While not an issue for the Supreme Court’s determination, the justices challenged counsel for both parties about alternative methods of taxing a trust’s undistributed income. Justices Breyer, Sotomayor and Ginsburg tested the parties on the nature and extent of a state’s authority to tax the trust property under a number of different theoretical frameworks. The justices also noted that a “throwback” tax, already deemed constitutional, could address the issue by taxing the income when distributed in the future to the beneficiary. Justice Kavanaugh noted that if a state imposes a throwback tax, beneficiaries likely would move to a state without an income tax prior to the trust distribution.

Counsel for the trustee argued that the beneficiaries lack control over the trust assets, and this undercuts any argument of nexus between the trust and the state for purposes of tax based solely on the beneficiaries’ residence. Justice Kagan challenged the trustee’s counsel’s assertion, noting the trustee’s fiduciary duties to beneficiaries and the trustee’s lack of ability to use trust assets for the benefit of the trustee. Further, trustee’s counsel suggested that the appropriate jurisdiction for taxing the trust’s income is the state where the trustee resides. However, Justice Kagan seemed to disagree with this suggestion, again, because the trustee cannot use the trust property for himself and suggested that as among the choices for imposing income tax on trust income “I would think North Carolina has by far the greatest interest in taxation.”

The justices did raise underlying due process considerations, asking counsel for both parties to address prior precedent, including, specifically, Quill Corporation v. North Dakota (application of the Due Process Clause to state taxation) and Hanson v. Denckla (whether a state can gain personal jurisdiction over a trustee). Both cases support the taxpayer’s position and the justices focused on the potential lack of North Carolina’s personal jurisdiction over the trustee, in that the trustee is not a resident of North Carolina. While personal jurisdiction is not an issue in the Kaestner case, as the trustee submitted to jurisdiction by filing tax returns for the trust, paying the tax, seeking a refund, and bringing suit against the state, the personal jurisdiction issue is applicable in enforcing the state’s taxing authority on a trust/trustee, and could be an issue that is relevant in other circumstances.

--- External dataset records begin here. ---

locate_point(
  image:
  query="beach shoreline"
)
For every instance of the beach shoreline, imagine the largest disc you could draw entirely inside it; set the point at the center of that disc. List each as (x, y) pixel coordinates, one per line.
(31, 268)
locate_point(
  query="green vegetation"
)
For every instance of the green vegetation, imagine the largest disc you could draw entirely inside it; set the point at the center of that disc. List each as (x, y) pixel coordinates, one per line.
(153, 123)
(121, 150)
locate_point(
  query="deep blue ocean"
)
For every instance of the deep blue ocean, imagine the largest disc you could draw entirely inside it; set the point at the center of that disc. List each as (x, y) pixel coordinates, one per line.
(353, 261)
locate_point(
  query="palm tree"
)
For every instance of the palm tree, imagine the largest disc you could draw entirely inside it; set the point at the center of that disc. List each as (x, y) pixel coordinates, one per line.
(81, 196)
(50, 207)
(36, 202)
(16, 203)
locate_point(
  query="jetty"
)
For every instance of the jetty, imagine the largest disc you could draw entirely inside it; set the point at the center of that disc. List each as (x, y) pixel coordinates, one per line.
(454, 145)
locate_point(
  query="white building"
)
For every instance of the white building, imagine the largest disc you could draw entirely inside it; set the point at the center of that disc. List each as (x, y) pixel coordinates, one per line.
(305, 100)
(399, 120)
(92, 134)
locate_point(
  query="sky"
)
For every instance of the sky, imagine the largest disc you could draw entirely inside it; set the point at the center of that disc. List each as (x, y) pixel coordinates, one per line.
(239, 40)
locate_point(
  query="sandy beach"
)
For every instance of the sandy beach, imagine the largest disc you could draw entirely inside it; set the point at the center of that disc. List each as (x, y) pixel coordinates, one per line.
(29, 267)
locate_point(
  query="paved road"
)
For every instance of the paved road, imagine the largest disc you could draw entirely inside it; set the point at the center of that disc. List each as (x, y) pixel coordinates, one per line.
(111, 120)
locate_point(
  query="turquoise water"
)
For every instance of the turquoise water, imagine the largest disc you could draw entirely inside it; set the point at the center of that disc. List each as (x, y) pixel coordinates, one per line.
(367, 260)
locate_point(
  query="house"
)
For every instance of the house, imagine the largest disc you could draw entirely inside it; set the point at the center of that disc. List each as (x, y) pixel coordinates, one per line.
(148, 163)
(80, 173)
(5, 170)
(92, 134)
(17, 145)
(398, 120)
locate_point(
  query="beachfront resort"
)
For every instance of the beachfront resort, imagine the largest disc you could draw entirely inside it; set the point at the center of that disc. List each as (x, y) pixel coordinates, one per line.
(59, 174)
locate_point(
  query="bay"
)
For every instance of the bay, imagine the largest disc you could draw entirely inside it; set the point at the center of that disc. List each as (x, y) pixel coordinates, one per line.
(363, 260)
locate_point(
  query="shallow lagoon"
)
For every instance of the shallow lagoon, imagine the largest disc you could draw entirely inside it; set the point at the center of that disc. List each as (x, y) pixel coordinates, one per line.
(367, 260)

Many practitioners hope that the opinion in the Kaestner case may provide guidance on whether a state can constitutionally impose income tax on a trust in other circumstances, including where the settlor of the trust was a resident of the state.  The Supreme Court’s decision is expected in June and taxpayers, practitioners, as well as other states, will be awaiting the ruling, and its analysis on the Due Process Clause and personal jurisdiction as applied to state taxing statutes.